Look around a little, Al had said, and I decided that was what I’d do. I figured if I hadn’t lost my mind already, I was probably going to be okay for awhile longer. Unless I saw a parade of pink elephants or a UFO hovering over John Crafts Auto, that was. I tried to tell myself this wasn’t happening, couldn’t be happening, but it wouldn’t wash. Philosophers and psychologists may argue over what’s real and what isn’t, but most of us living ordinary lives know and accept the texture of the world around us. This was happening. All else aside, it was too goddam stinky to be a hallucination.

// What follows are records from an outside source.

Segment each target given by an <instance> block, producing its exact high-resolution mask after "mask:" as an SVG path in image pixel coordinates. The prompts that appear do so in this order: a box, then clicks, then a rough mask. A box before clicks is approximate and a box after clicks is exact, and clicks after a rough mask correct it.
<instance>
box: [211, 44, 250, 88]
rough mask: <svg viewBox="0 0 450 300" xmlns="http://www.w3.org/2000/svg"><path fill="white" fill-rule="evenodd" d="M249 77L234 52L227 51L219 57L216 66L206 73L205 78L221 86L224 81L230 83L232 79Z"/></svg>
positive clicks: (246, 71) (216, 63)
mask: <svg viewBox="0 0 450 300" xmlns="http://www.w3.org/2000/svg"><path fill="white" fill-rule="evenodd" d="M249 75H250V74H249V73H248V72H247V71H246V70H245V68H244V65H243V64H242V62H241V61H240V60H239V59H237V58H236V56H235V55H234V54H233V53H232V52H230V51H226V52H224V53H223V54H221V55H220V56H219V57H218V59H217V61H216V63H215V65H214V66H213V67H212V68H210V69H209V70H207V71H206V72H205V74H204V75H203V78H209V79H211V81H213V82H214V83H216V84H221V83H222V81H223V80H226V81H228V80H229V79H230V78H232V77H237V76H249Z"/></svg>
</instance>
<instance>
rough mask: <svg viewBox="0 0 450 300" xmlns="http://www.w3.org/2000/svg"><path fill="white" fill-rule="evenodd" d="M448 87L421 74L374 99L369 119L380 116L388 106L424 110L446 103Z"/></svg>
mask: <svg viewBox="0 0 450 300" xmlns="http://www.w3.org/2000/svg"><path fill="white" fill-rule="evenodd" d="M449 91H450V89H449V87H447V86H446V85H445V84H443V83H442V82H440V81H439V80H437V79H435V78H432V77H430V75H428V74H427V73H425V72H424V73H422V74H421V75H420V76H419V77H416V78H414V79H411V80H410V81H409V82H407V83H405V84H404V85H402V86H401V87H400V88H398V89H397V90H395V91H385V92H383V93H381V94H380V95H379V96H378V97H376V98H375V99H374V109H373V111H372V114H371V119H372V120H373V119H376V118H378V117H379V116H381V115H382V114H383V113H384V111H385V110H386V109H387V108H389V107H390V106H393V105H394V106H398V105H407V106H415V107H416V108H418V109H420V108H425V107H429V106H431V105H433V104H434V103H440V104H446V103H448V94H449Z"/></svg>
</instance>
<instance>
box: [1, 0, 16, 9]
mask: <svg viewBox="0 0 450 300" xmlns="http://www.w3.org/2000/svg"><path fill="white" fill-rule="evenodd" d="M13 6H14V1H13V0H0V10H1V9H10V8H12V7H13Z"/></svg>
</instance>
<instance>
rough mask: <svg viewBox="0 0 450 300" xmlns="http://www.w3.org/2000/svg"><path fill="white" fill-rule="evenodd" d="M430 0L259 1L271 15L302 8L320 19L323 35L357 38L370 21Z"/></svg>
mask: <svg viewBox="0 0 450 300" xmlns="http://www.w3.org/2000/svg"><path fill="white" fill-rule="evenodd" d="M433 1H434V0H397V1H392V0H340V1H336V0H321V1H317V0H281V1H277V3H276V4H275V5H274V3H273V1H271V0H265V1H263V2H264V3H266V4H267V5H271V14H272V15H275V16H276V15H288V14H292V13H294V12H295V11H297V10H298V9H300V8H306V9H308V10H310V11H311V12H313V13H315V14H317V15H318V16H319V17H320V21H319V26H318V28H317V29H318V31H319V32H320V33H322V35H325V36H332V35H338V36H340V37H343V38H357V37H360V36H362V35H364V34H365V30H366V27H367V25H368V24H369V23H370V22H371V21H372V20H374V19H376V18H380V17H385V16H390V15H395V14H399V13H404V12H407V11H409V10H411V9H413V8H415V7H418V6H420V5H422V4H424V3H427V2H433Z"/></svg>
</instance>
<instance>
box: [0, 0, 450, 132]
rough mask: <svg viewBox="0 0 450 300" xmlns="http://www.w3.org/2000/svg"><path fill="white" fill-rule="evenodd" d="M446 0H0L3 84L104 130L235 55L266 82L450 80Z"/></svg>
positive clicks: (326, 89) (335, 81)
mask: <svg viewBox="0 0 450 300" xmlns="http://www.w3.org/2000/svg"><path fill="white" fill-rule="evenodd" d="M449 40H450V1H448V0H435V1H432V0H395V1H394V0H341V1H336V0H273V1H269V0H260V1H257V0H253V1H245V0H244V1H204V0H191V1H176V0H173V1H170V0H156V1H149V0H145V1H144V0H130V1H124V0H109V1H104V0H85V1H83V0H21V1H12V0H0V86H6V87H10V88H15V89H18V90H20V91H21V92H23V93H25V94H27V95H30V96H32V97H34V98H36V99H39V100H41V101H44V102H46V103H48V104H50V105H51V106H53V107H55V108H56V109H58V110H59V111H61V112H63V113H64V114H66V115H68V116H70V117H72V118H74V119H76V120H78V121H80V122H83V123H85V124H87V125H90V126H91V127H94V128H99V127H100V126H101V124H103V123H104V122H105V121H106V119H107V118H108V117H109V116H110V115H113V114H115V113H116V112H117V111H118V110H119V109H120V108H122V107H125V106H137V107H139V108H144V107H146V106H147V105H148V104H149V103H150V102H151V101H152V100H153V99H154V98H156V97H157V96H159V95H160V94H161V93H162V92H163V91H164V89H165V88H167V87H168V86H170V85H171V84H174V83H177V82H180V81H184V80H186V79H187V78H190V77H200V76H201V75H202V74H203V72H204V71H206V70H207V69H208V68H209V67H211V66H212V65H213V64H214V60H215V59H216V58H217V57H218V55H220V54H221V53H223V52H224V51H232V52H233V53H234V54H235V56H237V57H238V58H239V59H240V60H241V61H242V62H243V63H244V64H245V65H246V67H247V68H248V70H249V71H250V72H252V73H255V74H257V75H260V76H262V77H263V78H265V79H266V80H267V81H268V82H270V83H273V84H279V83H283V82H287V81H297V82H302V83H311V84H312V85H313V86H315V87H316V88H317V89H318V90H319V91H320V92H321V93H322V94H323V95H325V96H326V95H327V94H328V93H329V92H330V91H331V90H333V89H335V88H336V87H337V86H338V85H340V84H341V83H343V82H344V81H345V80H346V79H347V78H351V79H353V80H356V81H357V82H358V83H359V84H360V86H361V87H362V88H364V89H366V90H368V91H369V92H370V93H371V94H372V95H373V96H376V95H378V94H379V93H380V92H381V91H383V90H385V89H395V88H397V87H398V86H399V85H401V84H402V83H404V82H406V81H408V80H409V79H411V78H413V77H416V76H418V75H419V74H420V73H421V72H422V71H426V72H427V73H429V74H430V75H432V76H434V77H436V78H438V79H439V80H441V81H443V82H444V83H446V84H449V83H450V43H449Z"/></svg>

I walked to the chain, which hung at thigh level, and ducked beneath it. Stenciled in black paint on the other side was NO ADMITTANCE BEYOND THIS POINT UNTIL SEWER PIPE

IS REPAIRED. I looked back again, saw no indication that repairs were in the immediate offing, walked around the corner of the drying shed, and almost stumbled over the man sunning himself there. Not that he could expect to get much of a tan. He was wearing an old black overcoat that puddled around him like an amorphous shadow. There were dried crackles of snot on both sleeves.

The body inside the coat was scrawny to the point of emaciation. His iron-gray hair hung in snaggles around his beard-scruffy cheeks. He was a wino if ever a wino there was.

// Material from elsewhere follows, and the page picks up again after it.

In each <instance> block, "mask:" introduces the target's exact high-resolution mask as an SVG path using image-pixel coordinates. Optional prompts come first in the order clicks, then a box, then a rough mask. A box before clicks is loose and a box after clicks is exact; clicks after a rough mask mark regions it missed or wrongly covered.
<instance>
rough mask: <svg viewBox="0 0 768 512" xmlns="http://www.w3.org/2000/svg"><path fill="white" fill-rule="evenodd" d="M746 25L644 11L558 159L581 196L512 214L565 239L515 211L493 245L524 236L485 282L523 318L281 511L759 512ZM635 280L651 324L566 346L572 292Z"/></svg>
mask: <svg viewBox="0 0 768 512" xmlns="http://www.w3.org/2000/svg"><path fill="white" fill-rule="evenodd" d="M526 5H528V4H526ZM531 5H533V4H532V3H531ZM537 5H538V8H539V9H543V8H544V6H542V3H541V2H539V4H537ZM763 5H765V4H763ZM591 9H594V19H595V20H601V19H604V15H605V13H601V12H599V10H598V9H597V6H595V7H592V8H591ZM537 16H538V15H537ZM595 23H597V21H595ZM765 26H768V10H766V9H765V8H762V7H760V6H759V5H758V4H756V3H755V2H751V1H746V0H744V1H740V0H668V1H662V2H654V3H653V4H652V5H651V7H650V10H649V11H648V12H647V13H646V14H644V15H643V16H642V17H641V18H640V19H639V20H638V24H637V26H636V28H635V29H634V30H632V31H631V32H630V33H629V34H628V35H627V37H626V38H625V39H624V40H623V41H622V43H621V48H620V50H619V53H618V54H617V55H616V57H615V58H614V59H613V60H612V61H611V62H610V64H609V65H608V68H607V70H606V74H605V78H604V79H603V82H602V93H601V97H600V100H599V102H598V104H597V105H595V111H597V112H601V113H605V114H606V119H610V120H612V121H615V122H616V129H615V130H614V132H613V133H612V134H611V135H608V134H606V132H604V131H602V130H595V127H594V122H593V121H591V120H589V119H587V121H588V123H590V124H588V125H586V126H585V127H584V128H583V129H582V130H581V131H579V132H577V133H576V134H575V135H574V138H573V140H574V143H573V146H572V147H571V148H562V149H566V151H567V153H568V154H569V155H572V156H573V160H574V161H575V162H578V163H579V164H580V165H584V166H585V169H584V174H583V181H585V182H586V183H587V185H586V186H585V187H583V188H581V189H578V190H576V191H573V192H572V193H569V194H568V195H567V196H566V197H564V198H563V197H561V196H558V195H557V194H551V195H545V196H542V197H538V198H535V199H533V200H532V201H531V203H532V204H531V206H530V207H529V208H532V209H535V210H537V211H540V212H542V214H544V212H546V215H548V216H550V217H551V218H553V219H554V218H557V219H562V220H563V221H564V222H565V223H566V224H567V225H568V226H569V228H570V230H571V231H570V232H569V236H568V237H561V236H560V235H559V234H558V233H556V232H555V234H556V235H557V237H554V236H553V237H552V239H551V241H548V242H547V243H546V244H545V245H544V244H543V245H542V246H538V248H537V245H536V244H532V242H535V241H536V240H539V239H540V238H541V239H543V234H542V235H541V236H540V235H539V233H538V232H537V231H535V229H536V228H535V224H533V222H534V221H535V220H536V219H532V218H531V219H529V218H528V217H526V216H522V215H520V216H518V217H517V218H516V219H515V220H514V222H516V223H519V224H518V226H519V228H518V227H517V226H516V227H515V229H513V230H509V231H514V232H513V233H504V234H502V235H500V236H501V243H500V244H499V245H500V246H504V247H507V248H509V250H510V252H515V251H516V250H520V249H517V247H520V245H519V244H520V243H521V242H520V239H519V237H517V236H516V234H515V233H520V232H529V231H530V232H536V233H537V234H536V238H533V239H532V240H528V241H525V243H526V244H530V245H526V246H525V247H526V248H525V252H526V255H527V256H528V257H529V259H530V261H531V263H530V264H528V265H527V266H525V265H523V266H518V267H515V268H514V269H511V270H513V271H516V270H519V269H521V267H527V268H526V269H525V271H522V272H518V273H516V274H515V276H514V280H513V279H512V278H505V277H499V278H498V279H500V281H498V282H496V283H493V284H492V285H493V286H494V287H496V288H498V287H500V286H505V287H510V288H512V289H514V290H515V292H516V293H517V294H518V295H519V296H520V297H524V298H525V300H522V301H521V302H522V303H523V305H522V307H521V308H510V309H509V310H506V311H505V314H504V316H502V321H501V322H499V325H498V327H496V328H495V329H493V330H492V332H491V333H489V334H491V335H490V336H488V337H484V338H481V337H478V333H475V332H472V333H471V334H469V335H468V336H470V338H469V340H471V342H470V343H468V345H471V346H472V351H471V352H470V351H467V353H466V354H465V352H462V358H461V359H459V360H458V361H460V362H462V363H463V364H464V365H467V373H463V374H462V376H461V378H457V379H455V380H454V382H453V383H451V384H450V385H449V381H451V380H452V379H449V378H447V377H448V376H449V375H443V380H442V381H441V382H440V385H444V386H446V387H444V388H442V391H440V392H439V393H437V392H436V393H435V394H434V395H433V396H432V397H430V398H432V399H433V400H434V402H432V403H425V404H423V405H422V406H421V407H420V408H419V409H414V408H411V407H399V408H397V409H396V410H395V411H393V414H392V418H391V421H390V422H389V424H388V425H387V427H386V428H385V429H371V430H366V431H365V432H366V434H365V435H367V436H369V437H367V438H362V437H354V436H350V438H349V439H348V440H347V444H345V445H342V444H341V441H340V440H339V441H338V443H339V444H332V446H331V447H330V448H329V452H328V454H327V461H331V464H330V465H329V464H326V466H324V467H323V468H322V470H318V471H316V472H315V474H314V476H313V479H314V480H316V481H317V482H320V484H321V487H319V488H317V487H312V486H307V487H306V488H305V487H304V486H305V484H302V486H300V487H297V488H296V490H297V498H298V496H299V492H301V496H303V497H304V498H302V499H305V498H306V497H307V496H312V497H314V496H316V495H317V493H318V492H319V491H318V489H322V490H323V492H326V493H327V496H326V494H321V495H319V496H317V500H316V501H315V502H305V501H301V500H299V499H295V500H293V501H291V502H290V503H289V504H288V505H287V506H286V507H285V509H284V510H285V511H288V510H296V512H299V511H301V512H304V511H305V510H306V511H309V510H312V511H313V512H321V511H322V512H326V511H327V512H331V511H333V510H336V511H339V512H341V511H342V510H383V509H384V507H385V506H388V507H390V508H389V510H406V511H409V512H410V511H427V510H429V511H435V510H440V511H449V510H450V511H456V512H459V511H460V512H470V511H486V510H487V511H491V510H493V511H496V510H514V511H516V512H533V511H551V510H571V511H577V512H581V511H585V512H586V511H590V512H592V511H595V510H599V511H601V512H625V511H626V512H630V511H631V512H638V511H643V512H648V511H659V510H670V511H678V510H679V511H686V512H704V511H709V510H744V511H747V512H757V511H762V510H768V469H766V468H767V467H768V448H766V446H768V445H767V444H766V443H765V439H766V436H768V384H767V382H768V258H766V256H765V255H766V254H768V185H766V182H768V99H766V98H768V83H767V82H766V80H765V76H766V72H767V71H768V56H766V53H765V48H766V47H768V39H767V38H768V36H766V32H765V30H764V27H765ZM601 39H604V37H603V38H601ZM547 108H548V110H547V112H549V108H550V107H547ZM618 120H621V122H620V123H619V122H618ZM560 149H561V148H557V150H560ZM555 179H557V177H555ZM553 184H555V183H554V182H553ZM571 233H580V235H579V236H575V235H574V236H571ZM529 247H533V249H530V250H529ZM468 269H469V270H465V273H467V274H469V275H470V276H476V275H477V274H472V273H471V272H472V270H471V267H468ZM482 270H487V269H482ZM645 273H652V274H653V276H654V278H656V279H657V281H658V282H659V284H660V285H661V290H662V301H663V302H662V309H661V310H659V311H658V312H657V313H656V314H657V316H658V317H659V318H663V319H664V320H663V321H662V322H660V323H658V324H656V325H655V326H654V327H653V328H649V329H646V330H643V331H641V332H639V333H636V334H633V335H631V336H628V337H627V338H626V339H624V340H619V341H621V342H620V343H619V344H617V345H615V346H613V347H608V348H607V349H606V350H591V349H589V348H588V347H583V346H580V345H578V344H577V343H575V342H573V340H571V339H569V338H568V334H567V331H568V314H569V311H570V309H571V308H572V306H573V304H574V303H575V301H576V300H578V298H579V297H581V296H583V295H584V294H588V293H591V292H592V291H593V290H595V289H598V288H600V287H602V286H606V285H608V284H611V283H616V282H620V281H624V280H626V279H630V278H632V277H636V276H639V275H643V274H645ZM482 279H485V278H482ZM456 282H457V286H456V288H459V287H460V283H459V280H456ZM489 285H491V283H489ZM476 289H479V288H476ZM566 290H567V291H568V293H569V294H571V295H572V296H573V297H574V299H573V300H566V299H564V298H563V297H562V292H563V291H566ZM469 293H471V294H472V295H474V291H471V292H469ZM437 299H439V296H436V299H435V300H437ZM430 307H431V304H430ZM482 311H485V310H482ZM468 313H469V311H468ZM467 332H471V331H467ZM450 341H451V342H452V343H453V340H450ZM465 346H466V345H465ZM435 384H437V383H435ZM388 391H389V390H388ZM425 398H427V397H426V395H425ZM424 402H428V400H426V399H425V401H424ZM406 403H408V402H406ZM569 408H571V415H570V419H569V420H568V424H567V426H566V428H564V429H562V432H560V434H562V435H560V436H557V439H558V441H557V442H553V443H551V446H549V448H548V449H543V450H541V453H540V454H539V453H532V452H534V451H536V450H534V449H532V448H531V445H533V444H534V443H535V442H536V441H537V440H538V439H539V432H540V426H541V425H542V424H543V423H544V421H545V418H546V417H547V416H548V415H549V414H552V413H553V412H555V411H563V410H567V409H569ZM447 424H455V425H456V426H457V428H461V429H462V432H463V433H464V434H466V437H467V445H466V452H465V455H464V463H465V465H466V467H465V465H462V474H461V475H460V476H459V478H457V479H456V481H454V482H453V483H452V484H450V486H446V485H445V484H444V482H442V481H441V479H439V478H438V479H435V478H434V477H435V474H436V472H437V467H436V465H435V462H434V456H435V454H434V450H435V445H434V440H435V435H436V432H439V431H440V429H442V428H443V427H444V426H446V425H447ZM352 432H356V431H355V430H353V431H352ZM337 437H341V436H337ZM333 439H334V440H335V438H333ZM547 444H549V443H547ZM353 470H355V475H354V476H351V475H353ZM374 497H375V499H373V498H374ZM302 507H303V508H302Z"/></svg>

Cocked back on his head was a filthy fedora that looked straight out of a 1950s film noir, the kind where all the women have big bazonkas and all the men talk fast around the cigarettes stuck in the corners of their mouths. And yep, poking up from the fedora’s hatband, like an old-fashioned reporter’s press pass, was a yellow card. Once it had probably been a bright yellow, but much handling by grimy fingers had turned it bleary.

When my shadow fell across his lap, the Yellow Card Man turned and surveyed me with bleary eyes.

“Who the fuck’re you?” he asked, only it came out Hoo-a fuck-a you?

Al hadn’t given me detailed instructions on how to answer questions, so I said what seemed safest. “None of your fucking business.”

“Well fuck you, too.”

“Fine,” I said. “We are in accord.”

“Huh?”

“Have a nice day.” I started toward the gate, which stood open on a steel track. Beyond it, to the left, was a parking lot that had never been there before. It was full of cars, most of them battered and all of them old enough to belong in a car museum. There were Buicks with portholes and Fords with torpedo noses. Those belong to actual millworkers, I thought. Actual millworkers who are inside now, working for hourly wages.

“I got a yellow card from the greenfront,” the wino said. He sounded both truculent and troubled. “So gimme a buck because today’s double-money day.” I held the fifty-cent piece out to him. Feeling like an actor who only has one line in the play, I said: “I can’t spare a buck, but here’s half a rock.”

Then you give it to him, Al had said, but I didn’t need to. The Yellow Card Man snatched it from me and held it close to his face. For a moment I thought he was actually going to bite into it, but he just closed his long-fingered hand around it in a fist, making it disappear. He peered at me again, his face almost comic with distrust.

“Who are you? What are you doing here?”

“I’ll be damned if I know,” I said, and turned back to the gate. I expected him to hurl more questions after me, but there was only silence. I went out through the gate.